ENCINITAS — It’s not easy to find Tim Calver’s Europa Avenue home.

That’s because it really isn’t on Europa.

The Calvers live along an alley just west of Coast Highway that bears a Europa Avenue address. While finding the home can be a pain, Tim Calver said that is the least of his family’s concerns, and for others who live along the stretch of alleyway.

Less than 100 feet away from his property is the back of a busy pizzeria with an outdoor patio, which gets packed with boisterous customers late into the evening hours and disturbs the family’s peace and quiet.

Delivery trucks making their rounds idle in the alley that serves as their primary ingress and egress, sometimes blocking the cars of the family and customers of his wife Carrie’s small home massage business.

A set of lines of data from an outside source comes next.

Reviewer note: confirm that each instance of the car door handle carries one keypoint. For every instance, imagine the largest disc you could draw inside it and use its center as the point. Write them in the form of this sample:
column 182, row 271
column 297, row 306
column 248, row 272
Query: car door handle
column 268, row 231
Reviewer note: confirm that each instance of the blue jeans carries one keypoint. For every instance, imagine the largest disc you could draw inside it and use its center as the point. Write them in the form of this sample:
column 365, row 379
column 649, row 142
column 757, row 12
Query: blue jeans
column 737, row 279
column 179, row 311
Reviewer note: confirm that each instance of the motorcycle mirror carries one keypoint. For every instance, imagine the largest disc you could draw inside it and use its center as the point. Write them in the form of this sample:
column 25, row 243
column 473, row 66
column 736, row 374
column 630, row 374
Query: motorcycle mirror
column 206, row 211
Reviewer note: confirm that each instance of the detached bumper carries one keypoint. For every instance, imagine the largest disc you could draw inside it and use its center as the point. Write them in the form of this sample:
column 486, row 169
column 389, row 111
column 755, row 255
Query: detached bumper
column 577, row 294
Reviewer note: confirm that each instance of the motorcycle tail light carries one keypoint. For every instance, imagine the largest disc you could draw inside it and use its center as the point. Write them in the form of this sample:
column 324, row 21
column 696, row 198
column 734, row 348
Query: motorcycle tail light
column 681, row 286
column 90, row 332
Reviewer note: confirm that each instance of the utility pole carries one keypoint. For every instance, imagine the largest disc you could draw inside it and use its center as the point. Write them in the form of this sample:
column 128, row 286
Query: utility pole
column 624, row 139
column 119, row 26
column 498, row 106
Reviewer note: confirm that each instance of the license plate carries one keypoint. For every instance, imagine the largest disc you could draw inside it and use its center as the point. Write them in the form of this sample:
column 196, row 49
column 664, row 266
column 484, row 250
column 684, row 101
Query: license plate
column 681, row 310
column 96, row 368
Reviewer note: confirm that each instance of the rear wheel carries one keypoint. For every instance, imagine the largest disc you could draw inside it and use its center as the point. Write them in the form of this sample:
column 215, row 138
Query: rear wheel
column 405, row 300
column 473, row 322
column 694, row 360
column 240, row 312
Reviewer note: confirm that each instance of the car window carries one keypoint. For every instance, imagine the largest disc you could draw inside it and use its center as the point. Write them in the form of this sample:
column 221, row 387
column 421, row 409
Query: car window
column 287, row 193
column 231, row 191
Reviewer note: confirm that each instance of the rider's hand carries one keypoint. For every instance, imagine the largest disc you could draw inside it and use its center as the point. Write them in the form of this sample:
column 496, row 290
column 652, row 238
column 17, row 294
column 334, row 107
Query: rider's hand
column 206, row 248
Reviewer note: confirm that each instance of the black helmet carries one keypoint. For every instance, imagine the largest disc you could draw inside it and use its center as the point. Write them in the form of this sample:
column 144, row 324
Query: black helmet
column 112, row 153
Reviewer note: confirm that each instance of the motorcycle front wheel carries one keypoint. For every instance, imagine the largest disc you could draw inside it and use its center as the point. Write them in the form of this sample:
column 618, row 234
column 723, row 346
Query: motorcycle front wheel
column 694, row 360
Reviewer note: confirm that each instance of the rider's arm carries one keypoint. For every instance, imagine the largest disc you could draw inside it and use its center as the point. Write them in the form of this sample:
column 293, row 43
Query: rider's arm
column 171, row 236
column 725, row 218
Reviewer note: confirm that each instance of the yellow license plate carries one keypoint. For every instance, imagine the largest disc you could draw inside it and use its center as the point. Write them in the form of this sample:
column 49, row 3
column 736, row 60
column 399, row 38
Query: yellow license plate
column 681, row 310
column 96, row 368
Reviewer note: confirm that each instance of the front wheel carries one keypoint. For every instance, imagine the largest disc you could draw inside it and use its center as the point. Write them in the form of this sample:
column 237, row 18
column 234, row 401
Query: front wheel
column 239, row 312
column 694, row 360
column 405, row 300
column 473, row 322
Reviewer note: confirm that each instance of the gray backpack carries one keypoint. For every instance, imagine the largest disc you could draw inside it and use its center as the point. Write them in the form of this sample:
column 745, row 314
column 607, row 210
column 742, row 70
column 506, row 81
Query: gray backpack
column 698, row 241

And most recently, the city approved a request by a private club moving into the peach colored building to serve alcohol to its members, a request vociferously opposed by the neighbors.

Calver and his fellow neighbors are fed up, and have demanded the city do something about the clashes between residential life and commercial demands along the Europa alley, which he said should not be treated like an alley at all.

“The city needs to change the rules and start treating the alley more like a street,” the high-school journalism teacher said. “Because that’s what it is,” he added.

Alley wars 

The alley wasn’t always an alley. Decades ago it was known as Flora Street before the street was abandoned and converted to its current status.

While commercial and residential have always existed on both sides of the alley, residents contend that the clashes between the two were kept at bay by the types of businesses that were in the commercial spaces; quaint restaurants and low-key shops that came to be synonymous with the laid-back vibe Leucadia was known for.

But things in recent years have changed, as many of the venerable vendors and businesses along Coast Highway 101 have closed up shop, and have given way, in some cases, to busier restaurants, bars and other businesses.

Calver points to the end of the recession as the start of the change.

“Once that happened, morals went out of the way, and greed began to dictate the decision making,” Calver said.

Kathleen Lees, a longtime Leucadia resident and a member of the Leucadia-Encinitas Town Council, said the newer businesses have created greater strains on that balance, from larger delivery trucks to noisier patrons.

“Rather than having little businesses or maybe houses, they (the city) are having large businesses with trucks…that block the street,” she said.

The Leucadia Specific Plan actually requires businesses to have a delivery area if the business has underground parking, but because of flooding concerns those areas have to have a hump to control the flow of water during rain events. That hump renders the delivery area unusable for larger trucks, sending them to the alley, where they are legally allowed to idle for 20 minutes, Lees said.

The same issues arose in November, when residents appealed the Planning Commission’s approval of a commercial-residential project known as “The Beacon’s.”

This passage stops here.